Split-screen vertical scrolling and precise delays

Split-screen vertical scrolling and precise delays
by Bisqwit on 2013-01-19 (#106501)

Split-screen horizontal scrolling is easy: Just poke to $2005 two values, with one being the X scrolling offset, any time during the scanline.
But turns out vertical scrolling is not that easy, especially if you are going to do that without any mapper support.

In a recent project of mine I did that anyway. It is tested on MMC1, VRC6 and MMC3. (Emulation only.)
You can see a screenshot of that here:

Here is the source code. It is in form of two macros.

The first one prepares a PPU write which sets the scrolling offset to a particular value.
The second one commits the write.
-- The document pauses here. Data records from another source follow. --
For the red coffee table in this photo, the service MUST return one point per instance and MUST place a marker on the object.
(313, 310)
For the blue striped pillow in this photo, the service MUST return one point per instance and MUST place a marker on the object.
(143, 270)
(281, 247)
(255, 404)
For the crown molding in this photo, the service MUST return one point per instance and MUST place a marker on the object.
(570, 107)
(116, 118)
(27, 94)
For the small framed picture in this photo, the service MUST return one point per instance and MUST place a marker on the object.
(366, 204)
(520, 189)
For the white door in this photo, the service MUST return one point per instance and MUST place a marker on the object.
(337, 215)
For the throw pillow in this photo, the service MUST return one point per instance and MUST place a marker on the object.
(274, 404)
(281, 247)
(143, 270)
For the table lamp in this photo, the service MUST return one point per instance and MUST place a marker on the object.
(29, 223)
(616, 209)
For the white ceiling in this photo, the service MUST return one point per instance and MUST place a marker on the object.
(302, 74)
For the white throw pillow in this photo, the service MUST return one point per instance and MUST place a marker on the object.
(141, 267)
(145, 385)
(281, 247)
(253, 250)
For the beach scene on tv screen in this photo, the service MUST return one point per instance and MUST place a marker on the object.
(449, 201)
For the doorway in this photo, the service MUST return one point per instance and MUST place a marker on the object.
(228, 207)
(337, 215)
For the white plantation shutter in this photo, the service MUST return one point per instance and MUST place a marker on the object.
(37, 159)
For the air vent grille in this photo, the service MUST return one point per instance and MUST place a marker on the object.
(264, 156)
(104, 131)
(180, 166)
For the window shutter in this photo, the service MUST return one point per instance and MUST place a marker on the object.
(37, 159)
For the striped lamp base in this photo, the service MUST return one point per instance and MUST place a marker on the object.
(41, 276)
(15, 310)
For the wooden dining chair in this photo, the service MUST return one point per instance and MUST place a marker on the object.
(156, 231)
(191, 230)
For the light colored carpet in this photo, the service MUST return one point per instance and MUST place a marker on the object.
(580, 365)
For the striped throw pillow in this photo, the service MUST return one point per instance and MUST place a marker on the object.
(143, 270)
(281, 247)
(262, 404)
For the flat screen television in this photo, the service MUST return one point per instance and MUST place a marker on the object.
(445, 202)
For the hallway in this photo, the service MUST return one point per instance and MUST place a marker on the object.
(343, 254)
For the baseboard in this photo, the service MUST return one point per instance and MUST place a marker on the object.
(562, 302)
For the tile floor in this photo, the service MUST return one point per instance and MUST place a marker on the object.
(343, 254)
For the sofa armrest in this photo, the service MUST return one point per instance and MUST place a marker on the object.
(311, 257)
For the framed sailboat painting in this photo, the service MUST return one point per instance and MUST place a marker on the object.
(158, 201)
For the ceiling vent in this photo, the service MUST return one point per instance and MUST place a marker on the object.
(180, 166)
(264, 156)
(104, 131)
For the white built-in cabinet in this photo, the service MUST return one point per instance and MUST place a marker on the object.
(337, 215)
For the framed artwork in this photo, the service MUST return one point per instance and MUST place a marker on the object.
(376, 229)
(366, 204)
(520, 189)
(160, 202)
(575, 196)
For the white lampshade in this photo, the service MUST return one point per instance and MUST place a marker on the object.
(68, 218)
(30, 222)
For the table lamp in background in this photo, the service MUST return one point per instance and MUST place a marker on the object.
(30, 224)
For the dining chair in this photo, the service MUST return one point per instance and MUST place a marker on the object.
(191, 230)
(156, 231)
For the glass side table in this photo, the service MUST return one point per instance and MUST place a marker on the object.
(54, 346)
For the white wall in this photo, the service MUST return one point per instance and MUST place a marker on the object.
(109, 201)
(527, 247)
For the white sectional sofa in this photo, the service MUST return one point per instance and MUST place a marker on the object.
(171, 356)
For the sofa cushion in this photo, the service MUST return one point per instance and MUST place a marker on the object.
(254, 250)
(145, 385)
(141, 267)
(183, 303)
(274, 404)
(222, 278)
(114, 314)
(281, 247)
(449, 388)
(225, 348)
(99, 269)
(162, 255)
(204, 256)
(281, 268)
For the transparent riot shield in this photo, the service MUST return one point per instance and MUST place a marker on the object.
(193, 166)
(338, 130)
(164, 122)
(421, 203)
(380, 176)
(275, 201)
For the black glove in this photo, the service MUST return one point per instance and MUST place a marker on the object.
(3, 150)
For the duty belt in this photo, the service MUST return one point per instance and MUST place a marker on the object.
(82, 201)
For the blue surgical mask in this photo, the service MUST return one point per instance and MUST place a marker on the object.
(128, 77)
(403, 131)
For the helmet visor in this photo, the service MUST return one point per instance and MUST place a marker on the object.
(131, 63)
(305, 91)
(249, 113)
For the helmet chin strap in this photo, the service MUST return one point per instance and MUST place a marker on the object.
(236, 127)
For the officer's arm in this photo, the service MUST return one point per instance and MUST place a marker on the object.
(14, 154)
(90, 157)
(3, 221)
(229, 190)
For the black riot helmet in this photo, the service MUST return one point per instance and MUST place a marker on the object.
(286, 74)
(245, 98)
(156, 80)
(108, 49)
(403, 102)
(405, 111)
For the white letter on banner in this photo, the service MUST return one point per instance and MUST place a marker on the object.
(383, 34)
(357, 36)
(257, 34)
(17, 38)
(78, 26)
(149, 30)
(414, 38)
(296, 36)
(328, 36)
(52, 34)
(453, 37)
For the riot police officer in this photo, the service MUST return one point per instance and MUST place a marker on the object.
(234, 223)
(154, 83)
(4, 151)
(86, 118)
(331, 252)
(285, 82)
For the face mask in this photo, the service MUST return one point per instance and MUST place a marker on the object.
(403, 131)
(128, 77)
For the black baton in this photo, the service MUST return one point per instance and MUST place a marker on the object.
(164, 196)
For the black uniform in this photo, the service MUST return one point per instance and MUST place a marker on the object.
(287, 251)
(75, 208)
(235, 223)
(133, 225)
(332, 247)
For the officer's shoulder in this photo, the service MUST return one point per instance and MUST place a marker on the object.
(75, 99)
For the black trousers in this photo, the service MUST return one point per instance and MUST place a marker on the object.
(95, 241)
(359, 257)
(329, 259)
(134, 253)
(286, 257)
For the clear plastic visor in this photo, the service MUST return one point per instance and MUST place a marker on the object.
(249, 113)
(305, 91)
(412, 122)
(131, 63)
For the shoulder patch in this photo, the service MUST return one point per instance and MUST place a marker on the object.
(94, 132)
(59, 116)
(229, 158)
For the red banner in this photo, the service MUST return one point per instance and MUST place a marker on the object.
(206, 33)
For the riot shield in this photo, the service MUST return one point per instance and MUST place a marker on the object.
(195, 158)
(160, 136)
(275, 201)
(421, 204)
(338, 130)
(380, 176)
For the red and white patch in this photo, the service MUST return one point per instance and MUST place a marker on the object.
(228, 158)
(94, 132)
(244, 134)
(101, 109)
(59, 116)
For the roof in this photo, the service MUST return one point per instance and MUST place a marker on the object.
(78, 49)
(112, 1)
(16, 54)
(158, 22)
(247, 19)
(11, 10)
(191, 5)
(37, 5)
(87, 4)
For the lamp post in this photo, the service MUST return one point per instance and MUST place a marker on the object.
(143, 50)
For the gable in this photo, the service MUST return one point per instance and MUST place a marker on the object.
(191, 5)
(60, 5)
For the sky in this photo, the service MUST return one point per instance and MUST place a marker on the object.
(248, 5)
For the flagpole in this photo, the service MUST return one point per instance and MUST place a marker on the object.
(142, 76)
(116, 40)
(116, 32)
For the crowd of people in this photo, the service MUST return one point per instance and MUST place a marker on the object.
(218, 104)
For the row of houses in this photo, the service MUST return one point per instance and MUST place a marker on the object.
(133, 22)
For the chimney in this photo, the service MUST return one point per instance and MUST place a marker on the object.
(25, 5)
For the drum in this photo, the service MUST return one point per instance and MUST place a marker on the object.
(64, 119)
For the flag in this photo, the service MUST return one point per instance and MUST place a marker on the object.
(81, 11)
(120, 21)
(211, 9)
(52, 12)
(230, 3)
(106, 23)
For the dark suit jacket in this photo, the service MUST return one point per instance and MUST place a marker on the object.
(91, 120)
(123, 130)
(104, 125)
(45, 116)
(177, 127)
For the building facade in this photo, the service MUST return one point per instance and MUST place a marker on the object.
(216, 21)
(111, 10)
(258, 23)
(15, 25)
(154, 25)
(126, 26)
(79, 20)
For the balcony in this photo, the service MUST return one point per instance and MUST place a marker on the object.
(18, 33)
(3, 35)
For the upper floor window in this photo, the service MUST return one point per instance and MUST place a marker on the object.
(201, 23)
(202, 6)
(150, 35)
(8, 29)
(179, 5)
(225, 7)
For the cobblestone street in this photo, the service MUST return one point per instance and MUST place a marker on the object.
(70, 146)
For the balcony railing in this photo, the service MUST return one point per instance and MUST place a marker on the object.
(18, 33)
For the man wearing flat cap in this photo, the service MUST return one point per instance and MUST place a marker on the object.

It must be performed at a specific time window during the h-blank, or you will get artifacts.

Code:

.macro PPU_WriteOffset
        ; A = NTA
        ; X = X-Offset
        ; Y = Y-offset
        asl
        asl       ; For first write to $2006: NTA*4
        sty $01
        tay
        ;sta $2006 ; t: yyy NN YYYYY XXXXX xxx
        ;          ;    *54 32 10--- ----- --- <- These are affected. * = set zero.
        ;          ;        NN                 <- UNIQUE DATA
        txa
        lsr
        lsr
        lsr
        sta $00
        lda $01
        asl
        asl
        and #$E0
        ora $00   ; Second write to $2006:   X/8 + 32*Y/8
        ;
        ; Cycle cost: 2+2+3+2+ 2*4 + 3+3+2+2+2+3 = 32
.endmacro
.macro PPU_WriteOffset_Finish
        sty $2006
        ldy $01 
        sty $2005 ; t: yyy NN YYYYY XXXXX xxx
        ;              210 -- 76543 ----- ---  <- These are affected.
        ;         ;    yyy    YY               <- UNIQUE DATA
        ;
        ; At THIS point, we must be in h-blank
        ;
        stx $2005 ; t: yyy NN YYYYY XXXXX xxx
        ;              --- -- ----- 76543 210  <- These are affected.
        ;         ;                       xxx  <- UNIQUE DATA
        
        ;
        sta $2006 ; t: yyy NN YYYYY XXXXX xxx
        ;              --- -- --765 43210 ---  <- These are affected.
        ;
        ;          This last write is the only one that updates v = t!
        ;
        ; Cycle cost: 4*4+3 = 19
.endmacro

Related, here is a macro which sleeps (delays) the execution for the given number of scanlines, plus/minus a configurable number of cycles. All numbers must be compile time constants. The macro depends on a compile-time constant called "PAL" which must be 0 if you are compiling for a NTSC system, 1 if you are compiling for a PAL system.

Code:

.macro ScanlineDelay already_done, do_scanlines, delta
    .if PAL=0
        compensate_dmc_delay (already_done), ((do_scanlines)*341   /3 + (delta))
    .else
        compensate_dmc_delay (already_done), ((do_scanlines)*341*5/16 + (delta))
    .endif 
.endmacro

Here is a version that does not need the number of scanlines to be a compile-time constant. (It still requires the PAL/NTSC variable.)

Code:

.pushseg
.segment "FUNC_SCANLINEDELAY"
; A = number of scanlines to delay. Must be >= 1.
; Uses $00,$01,$F8 as temp.
VariableScanlineDelay:
        @nearby_rts_14cyc = $C450 ; lda #1 + rts
        @nearby_rts       = rts12
        ; Some zeropage variable.
        @remain = $F8
        sta @remain             ;3
.if PAL=0
        @n_cases = 3
.else
        @n_cases = 16
.endif
@loop:
        lda #@n_cases           ;2
        cmp @remain             ;3
        Jcc @thatmuch           ;3
        ; n_cases >= remain
        ; remain <= n_cases
        lda @remain             ;-1+3
        tax                     ;2   
        lda #0                  ;2   
        sta @remain             ;3   
        ; X = remain, remain = 0     
        jmp @jump               ;3 -- 20 so far
@thatmuch:
        ; n_cases < remain
        ; remain > n_cases
        tax                     ;2
        lda @remain             ;3
        sec                     ;2
        sbc #@n_cases           ;2
        sta @remain             ;3 -- 20 so far
        ; X = n_cases, remain -= ncases
@jump:
        TableWrapCheck (@lo_ptr_table-1), @n_cases, "@lo_ptr_table causes page wrap"
        TableWrapCheck (@hi_ptr_table-1), @n_cases, "@hi_ptr_table causes page wrap"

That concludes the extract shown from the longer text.